Neuer Rahmen für die Finanzmärkte: Der Gipfel des Kapitalismus

Die neue Finanzordnung wird nicht am Wochenende beschlossen. Einige Vorschläge, die Karriere machen könnten.

Gute Laune vor dem Weißen Haus: Demonstration gegen G20-Finanzgipfel in Washington. Bild: dpa

Wird der Kapitalismus am Wochenende in Washington abgeschafft? Nein. Doch was in den vergangenen dreißig Jahren als utopisch schien: Theoretisch herrscht der politische Konsens, dass das Weltfinanzsystem nicht weiter liberalisiert, sondern besser reguliert werden muss.

Um das zu bewerkstelligen, treffen sich diesen Freitagabend und Samstag die Regierungen der 20 wichtigsten Wirtschaftsnationen in der US-Hauptstadt. Die wichtigste Frage lautet schlicht: Wie soll ein neuer Rahmen für die Finanzmärkte aussehen? Eine politische Antwort auf diese Frage zu finden, ist auch deshalb so schwer, weil eine praktische Folge schon jetzt ziemlich klar ist. Investmentfonds, Hedgefonds und Banken müssten sich auf weniger Gewinne einstellen.

2006 zahlte die Investmentbank Goldman Sachs ihren 26.000 Mitarbeitern rund 16 Milliarden Dollar als Gehälter - durchschnittlich 615.000 Dollar pro Kopf.
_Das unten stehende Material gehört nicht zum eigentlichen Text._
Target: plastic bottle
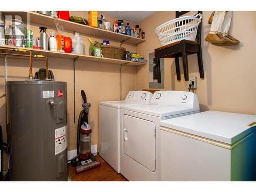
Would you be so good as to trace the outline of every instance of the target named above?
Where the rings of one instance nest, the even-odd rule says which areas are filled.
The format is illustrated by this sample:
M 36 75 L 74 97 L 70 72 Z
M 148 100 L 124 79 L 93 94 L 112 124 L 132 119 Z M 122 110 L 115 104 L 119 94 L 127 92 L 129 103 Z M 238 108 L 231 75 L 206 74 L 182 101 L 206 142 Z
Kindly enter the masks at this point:
M 64 52 L 64 36 L 63 35 L 57 34 L 56 35 L 57 39 L 57 51 L 59 52 Z
M 72 42 L 72 53 L 79 55 L 84 54 L 83 40 L 79 37 L 78 33 L 75 33 L 75 35 L 71 37 Z
M 142 30 L 140 28 L 139 31 L 139 37 L 141 39 L 142 38 Z
M 131 28 L 129 23 L 127 23 L 127 25 L 125 27 L 125 33 L 127 35 L 131 36 Z
M 0 45 L 5 45 L 5 18 L 3 16 L 0 17 Z
M 114 24 L 114 32 L 115 33 L 118 32 L 118 22 L 116 19 L 115 19 L 115 23 Z
M 134 36 L 135 37 L 139 37 L 140 31 L 140 26 L 138 25 L 135 26 L 135 30 L 134 31 Z
M 64 51 L 65 53 L 71 53 L 72 49 L 72 42 L 71 38 L 64 37 Z
M 54 33 L 49 32 L 50 37 L 49 38 L 49 48 L 50 51 L 57 51 L 57 40 L 54 37 Z
M 40 27 L 39 28 L 40 29 L 40 33 L 41 33 L 41 49 L 44 50 L 48 50 L 48 35 L 46 33 L 47 27 Z

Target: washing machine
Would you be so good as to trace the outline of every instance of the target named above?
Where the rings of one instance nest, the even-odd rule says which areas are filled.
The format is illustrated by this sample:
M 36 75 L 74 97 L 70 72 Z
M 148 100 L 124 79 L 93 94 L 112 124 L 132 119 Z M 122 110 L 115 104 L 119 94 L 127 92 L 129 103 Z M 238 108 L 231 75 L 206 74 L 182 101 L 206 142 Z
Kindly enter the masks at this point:
M 120 109 L 121 106 L 148 103 L 153 94 L 130 91 L 125 100 L 99 103 L 99 155 L 120 173 Z
M 199 112 L 196 94 L 155 92 L 147 104 L 122 106 L 121 174 L 129 181 L 160 181 L 160 121 Z
M 208 111 L 160 122 L 162 181 L 256 181 L 256 115 Z

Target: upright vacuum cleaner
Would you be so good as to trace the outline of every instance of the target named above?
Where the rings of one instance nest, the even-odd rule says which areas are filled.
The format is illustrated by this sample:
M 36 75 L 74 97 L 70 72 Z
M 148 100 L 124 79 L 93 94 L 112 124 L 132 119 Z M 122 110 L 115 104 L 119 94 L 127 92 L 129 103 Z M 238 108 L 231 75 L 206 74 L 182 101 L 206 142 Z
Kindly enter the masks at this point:
M 92 127 L 88 122 L 88 113 L 91 103 L 87 102 L 86 93 L 81 90 L 83 100 L 77 124 L 77 155 L 71 161 L 77 174 L 100 165 L 100 161 L 96 159 L 91 151 Z

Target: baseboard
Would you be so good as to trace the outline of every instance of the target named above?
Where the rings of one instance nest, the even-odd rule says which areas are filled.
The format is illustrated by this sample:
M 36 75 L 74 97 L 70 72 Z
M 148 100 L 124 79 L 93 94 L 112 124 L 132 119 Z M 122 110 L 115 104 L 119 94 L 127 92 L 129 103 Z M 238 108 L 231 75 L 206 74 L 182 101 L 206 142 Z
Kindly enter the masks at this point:
M 98 145 L 95 144 L 91 146 L 91 151 L 93 155 L 95 156 L 98 153 Z M 74 157 L 76 156 L 76 149 L 68 151 L 68 161 L 70 161 Z

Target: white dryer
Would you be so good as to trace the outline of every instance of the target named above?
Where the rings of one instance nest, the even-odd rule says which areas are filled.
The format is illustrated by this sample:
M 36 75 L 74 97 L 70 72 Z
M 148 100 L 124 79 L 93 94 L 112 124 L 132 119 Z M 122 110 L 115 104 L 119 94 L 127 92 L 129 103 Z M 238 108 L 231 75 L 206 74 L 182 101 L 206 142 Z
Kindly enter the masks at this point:
M 256 115 L 208 111 L 160 122 L 162 181 L 255 181 Z
M 160 181 L 160 121 L 199 113 L 197 95 L 157 91 L 150 103 L 121 108 L 121 174 L 129 181 Z
M 99 103 L 99 155 L 120 173 L 120 109 L 121 106 L 148 103 L 152 93 L 130 91 L 125 100 Z

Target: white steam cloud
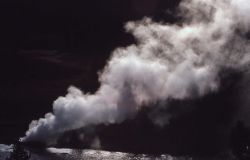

Mit einer strengeren Regulierung wird dieser Geldsegen versiegen.

Weniger Gewinne für die Banken an der New Yorker Wall Street und in der Londoner City - diese Aussicht ist ein Grund, warum beim Krisengipfel in Washington vermutlich nicht viel Konkretes herauskommen wird. Traditionell lehnen die Regierungen der USA und Großbritanniens Maßnahmen ab, die ihren Finanzbranchen zu große Beschränkungen auferlegen. Zudem: George W. Bush amtiert nur noch bis Januar. Dann übernimmt Nachfolger Barack Obama die Amtsgeschäfte. Erst danach können richtige Verhandlungen beginnen.

Daher wäre Bundesfinanzminister Peer Steinbrück schon zufrieden, wenn "ein Mandat erteilt" würde, um einen regulatorischen Rahmen für die Finanzmärkte zu erarbeiten". In "100 Tagen" soll man sich zum nächsten Gipfel treffen, bei dem dann entschieden wird. Die europäischen Regierungen peilen an, Ansätze einer internationalen Bankenaufsicht ins Leben zu rufen. "Kein Finanzinstitut, Marktsegment oder Territorium darf ohne angemessene Regulierung oder zumindest Beaufsichtigung bleiben", lautet der zentrale Satz. Auch Hedgefonds und Rating-Agenturen sollen nicht mehr machen können, was sie wollen. Das ist ein politischer Anspruch, der in vergangenen Zeiten völlig undenkbar erschien.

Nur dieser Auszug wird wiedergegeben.